Avant de vous dire ce qui s’est passé en avril 62, il faut savoir qu’elle n’a aucune idée de ce qui se joue en Algérie. 132 années de colonisation, 7 ans et 5 mois de guerre, des morts dans les deux camps, trop de morts algériens pour une indépendance arrachée par le sang, trop peu de lignes pour résumer des luttes qu’elle ignore. Dans son Borinage natal, petite rue courbe, maison au bout d’une ruelle qui grimpe 32 marches en terre, pas d’écho d’Afrique, d’Europe, ni même de la France si ce n’est les chansons à la radio. Qui Mandela ? Qui Hailé Sélassié ? A douze ans, elle écoute Johnny et Sylvie, allongée par terre, genoux pliés, la tête entre les mains. Quelques miettes de Kennedy et du Che lui parviennent, rien des grèves espagnoles, à peine le prénom d’un général. Elle a douze ans et ce qui la menace efface l’état du monde.

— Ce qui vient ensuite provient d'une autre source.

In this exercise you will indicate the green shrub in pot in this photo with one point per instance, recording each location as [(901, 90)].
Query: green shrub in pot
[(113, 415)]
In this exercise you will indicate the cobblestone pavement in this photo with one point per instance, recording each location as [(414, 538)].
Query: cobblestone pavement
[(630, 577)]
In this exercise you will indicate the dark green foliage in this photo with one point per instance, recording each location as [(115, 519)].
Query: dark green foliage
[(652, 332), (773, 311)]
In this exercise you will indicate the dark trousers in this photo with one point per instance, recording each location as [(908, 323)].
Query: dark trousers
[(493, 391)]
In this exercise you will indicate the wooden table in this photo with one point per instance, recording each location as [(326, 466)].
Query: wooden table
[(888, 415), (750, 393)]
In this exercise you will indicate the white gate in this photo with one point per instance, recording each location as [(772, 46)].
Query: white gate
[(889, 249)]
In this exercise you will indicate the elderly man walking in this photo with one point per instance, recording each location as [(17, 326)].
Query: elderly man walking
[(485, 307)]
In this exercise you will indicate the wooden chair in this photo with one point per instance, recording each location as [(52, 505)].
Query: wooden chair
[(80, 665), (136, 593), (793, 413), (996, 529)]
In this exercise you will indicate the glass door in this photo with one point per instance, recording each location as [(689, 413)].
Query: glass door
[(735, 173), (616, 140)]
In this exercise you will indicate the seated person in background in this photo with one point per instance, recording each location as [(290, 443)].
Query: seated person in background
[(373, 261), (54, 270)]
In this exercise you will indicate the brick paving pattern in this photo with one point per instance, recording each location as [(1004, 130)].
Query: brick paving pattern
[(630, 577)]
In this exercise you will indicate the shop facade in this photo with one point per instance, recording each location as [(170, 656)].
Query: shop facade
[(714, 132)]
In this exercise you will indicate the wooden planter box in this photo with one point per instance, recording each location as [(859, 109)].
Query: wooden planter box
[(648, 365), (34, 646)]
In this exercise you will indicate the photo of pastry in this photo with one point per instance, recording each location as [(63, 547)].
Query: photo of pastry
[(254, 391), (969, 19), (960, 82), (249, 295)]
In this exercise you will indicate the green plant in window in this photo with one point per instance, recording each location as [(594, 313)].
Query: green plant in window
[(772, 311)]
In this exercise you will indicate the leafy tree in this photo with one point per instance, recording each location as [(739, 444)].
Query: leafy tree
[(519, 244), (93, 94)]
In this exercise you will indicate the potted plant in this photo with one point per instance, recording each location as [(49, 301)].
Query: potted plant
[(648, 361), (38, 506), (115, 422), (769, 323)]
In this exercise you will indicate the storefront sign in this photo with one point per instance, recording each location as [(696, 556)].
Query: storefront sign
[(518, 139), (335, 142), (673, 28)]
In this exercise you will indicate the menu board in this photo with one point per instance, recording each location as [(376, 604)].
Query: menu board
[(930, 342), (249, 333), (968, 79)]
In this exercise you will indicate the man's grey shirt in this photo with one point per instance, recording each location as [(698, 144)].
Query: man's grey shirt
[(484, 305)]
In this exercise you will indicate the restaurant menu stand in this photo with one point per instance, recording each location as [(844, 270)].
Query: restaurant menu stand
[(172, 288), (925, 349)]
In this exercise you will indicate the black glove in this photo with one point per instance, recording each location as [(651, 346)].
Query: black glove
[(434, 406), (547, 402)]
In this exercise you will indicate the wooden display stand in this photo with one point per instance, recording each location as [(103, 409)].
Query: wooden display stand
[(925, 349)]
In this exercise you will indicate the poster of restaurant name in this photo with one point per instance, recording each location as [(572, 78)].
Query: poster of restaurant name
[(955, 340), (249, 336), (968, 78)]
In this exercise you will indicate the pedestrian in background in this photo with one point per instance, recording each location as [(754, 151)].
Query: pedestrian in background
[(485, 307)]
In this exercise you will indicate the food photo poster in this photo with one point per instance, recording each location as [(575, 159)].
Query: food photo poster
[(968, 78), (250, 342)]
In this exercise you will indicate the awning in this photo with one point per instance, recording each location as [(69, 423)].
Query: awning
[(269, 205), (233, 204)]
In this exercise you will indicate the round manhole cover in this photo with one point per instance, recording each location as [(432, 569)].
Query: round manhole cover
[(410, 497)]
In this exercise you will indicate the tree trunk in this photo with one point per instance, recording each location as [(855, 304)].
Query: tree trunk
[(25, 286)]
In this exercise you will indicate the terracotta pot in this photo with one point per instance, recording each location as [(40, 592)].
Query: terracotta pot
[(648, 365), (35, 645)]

Avant de vous parler d’elle, je vous dirai ce que j’imagine d’elle. Je la dessine chétive, cheveux derrière l’oreille, yeux toujours éblouis par trop de lumière. Je revisite les photos que j’ai d’elle et il me manque sa voix, son odeur, ses rythmes. Marche-t-elle vite, le pied lourd ? Claque-t-elle les portes ? Chante-t-elle sans s’en rendre compte ? Aspire-t-elle son café au lait à petites bulles sonores ? Il parait qu’elle roule les R, comme les Flamands. Elle descend la ruelle en sautant une marche sur deux, elle vole, bras-ailes, jupe-vent, légère comme un moucheron. Elle se pose en élégance, sourit à la rue, doigt en l’air. Quand elle croise un passant, elle redevient vapeur, transparence ou ombre selon l’heure ou son humeur. Ne pas se faire remarquer, atténuer les sons, donner un coup de coude à sa sœur qui parle trop fort, qui rit pour deux. Elle a douze ans et l’insouciance écorche la gravité de son regard.

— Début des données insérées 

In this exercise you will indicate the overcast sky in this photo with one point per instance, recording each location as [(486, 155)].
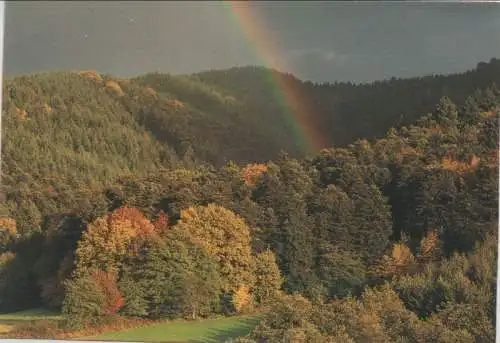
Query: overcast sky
[(322, 41)]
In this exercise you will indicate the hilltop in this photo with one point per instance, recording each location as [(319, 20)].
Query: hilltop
[(121, 208)]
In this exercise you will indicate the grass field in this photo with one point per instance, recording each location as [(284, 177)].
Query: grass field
[(9, 320), (210, 330)]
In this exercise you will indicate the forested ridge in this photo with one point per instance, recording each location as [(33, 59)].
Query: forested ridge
[(182, 196)]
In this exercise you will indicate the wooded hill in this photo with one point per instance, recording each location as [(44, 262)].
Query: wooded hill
[(118, 201)]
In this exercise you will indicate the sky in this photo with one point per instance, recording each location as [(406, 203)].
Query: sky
[(318, 41)]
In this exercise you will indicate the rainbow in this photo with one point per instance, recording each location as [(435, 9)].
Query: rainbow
[(298, 110)]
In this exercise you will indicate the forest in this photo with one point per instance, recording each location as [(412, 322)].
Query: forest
[(189, 197)]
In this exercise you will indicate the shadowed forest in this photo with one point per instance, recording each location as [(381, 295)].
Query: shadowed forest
[(129, 201)]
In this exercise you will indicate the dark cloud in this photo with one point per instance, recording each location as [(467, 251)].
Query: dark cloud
[(322, 41)]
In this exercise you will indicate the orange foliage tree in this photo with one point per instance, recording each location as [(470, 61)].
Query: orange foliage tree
[(108, 240)]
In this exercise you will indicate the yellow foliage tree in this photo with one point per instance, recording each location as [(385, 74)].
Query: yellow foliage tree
[(225, 236), (252, 172), (242, 299)]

Avant de raconter, il y a l’époque, il y a la misère, il y a la faim et la maigreur. Il y a un territoire de poussière, des terrils, des montées, un souvenir de Van Gogh. Ça, tout le monde le sait ici : Van Gogh est venu évangéliser le village, il est descendu avec les mineurs, il a logé dans la rue Wilson. Kirk Douglas a même tourné un film sur le peintre, en lieu et place, tout le monde s’en souvient. Sauf elle, elle était trop petite. Elle n’a jamais vu le film. Elle n’a jamais assez de pièces pour aller au Majestic. Mais elle économise, franc par franc, dans une boîte en bois cachée sous son lit. Son argent sent le tabac froid. Tous les soirs, elle compte. Bientôt, elle pourra s’acheter une place de cinéma, ou un 45 tours. Un jour, elle sera la plus belle pour aller danser. Tous les soirs, elle calcule, elle accumule, elle valorise. Elle rêve tout droit d’une robe, un bal, un mariage, une maison, une salle à manger en chêne, un enfant à elle, un seul, que chaque sou couvrira d’amour. Alors quand sa sœur découvre sa cachette, vole le magot pour lui payer des glaces et rit de sa blague, son avenir fond avec un goût de désillusion. Elle a douze ans et elle déteste la glace à la vanille.
Avant de revenir en avril 62, il faut savoir qu’elle n’a aucune idée de ce qui se joue chez elle. 20 ans de lutte silencieuse entre ses parents, des coups à l’âme, des coups en douce, en dur, en roue ivre, à travers tout. Les entailles, les secrets, des crachats dans la gueule, refus d’amour, refus de peau, peau contre peau forcée, le ventre et la gorge enflés, toute une langue de disgrâce qu’elle ne comprend pas, parce qu’elle est trop frêle pour endurer la nécrose d’une vie. C’est trop jeune, trop petit, trop naïf, cette chose humble. Regardez-la, déjà fille, seins et ovaires en feu, fillette encore sans estime ni assurance. Elle a peur de tout, de déranger, d’être une idiote, de dire des bêtises. Elle a douze ans et le départ sans adieu de sa mère agrippe son cœur d’enfant.